I also wrote up the following three excellent CDs:
CATTLE DECAPITATION
The Harvest Floor
Metal Blade
Cattle Decapitation have been on a mission to promote vegetarianism through death metal and grindcore since 1997. Subtlety hasn't really been the band's thing - the original cover of 2004's Humanure, which depicted a cow defecating out a man, was banned. But their sound has evolved quite a bit from the 18 songs in 16 minutes of 1999's Human Jerky EP to this disc, which features guest appearances from Jackie Perez Gratz (of Grayceon and Amber Asylum) and Jarboe (Swans). Lyrically and musically, The Harvest Floor is an impressive work of art. The downtuned guitar riffs, barked/growled/shrieked vocals and frantic drumming are as brutal as ever, but there's a sophistication to every aspect of this album that wasn't present on earlier efforts.

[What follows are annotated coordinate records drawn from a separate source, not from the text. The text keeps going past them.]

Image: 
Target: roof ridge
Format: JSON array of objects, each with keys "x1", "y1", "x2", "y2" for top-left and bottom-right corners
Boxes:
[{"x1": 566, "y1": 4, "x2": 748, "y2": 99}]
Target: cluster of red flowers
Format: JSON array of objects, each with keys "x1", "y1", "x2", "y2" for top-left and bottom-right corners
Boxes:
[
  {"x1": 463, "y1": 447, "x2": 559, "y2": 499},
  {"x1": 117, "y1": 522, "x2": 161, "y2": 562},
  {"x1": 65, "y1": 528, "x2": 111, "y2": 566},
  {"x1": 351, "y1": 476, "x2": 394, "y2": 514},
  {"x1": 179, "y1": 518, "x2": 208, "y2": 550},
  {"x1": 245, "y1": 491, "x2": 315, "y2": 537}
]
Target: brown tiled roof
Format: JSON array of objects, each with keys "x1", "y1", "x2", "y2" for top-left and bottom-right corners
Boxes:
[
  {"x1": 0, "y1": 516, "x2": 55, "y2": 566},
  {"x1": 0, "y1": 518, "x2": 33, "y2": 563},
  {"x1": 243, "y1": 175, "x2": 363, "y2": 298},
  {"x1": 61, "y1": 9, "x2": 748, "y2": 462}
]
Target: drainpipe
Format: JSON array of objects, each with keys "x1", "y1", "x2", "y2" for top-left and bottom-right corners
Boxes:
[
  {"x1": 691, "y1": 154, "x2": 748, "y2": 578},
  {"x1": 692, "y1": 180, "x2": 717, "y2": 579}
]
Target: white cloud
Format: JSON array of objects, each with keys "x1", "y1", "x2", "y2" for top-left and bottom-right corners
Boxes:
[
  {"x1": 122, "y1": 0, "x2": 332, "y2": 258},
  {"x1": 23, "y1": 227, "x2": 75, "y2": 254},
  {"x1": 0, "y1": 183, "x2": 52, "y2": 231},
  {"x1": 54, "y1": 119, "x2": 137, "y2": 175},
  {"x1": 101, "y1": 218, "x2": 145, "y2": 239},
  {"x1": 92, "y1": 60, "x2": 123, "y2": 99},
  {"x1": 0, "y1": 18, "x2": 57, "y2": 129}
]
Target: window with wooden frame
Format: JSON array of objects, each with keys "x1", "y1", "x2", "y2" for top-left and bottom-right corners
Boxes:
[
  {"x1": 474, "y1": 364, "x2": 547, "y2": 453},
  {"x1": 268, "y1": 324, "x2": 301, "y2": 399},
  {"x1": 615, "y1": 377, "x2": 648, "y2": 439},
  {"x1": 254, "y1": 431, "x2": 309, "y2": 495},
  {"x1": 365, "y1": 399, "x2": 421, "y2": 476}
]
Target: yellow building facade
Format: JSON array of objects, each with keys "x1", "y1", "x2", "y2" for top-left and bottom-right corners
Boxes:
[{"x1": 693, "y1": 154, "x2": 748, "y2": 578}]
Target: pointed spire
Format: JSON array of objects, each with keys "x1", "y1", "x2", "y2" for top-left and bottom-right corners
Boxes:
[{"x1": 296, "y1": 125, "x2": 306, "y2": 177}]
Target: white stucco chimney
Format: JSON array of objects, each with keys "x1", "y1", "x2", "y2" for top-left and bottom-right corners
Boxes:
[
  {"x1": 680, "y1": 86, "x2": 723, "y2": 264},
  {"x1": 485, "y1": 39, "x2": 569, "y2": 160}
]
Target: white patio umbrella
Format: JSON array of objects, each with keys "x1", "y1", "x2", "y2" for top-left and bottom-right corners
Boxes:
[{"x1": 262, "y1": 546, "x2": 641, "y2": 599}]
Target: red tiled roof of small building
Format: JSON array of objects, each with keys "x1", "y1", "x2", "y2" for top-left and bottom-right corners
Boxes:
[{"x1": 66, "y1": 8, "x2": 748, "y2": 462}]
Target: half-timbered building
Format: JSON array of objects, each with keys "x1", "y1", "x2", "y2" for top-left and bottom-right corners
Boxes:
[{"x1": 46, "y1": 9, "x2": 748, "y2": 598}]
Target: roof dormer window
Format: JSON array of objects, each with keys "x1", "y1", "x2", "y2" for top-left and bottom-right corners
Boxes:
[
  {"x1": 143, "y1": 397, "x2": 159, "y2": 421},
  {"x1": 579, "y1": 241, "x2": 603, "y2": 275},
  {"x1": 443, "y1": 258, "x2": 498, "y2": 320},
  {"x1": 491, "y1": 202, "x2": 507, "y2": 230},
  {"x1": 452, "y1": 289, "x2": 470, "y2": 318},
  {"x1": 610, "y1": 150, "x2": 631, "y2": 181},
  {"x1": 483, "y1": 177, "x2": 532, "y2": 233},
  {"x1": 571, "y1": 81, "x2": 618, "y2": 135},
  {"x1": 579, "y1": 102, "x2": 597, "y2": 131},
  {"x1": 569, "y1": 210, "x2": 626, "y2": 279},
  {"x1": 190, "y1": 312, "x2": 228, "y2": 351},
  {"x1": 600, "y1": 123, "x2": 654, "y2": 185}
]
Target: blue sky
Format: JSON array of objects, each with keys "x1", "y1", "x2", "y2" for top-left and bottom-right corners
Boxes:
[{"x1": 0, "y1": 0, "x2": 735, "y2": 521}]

The Harvest Floor doesn't have the hooks of, say, Carcass' Heartwork, but it's a mature effort.
GOD FORBID
Earthsblood
Century Media
New Jersey's God Forbid have evolved from a metalcore band with a visual hook (four of the five members are mixed-race or African-American) to a melodic, mainstream metal band in the vein of Nevermore. Earthsblood is the group's second concept album in a row, shifting from the political allegories of 2005's IV: The Constitution Of Treason to environmental issues. Musically, the members have broadened their palette - guitar solos are more melodic and intricate, choruses catchier and more anthemic, rhythms more punishing, and the lead and background vocals alike are multidimensional and captivating. It's been four years since God Forbid released new music, and it's nice to see development in that time, especially on this level. With luck, Earthsblood will allow them to achieve the success they've long deserved.
SCALE THE SUMMIT
Carving Desert Canyons
Prosthetic
Carving Desert Canyons' CD booklet unfolds into a poster that captures the dichotomy of the group: On one side, it offers photos of the band members making dorky faces, while the flip depicts some breathtakingly glorious rock formations. That same mix of dorkiness and mind-crushing awesomeness defines this instrumental album. Guitarists Chris Letchford and Travis LeVrier play screaming, arpeggiated leads a la Coheed And Cambria, while bassist Jordan Eberhard holds it down and drummer Pat Skeffington goes wild on the cymbals and toms. All the tracks blur into one another, but let's use words like "song cycle" instead of "samey," shall we? This is instrumental hard rock that spares the listener Pelican-esque tedium, instead offering all the technical brilliance of Rush or Coheed, without the annoying helium vocals.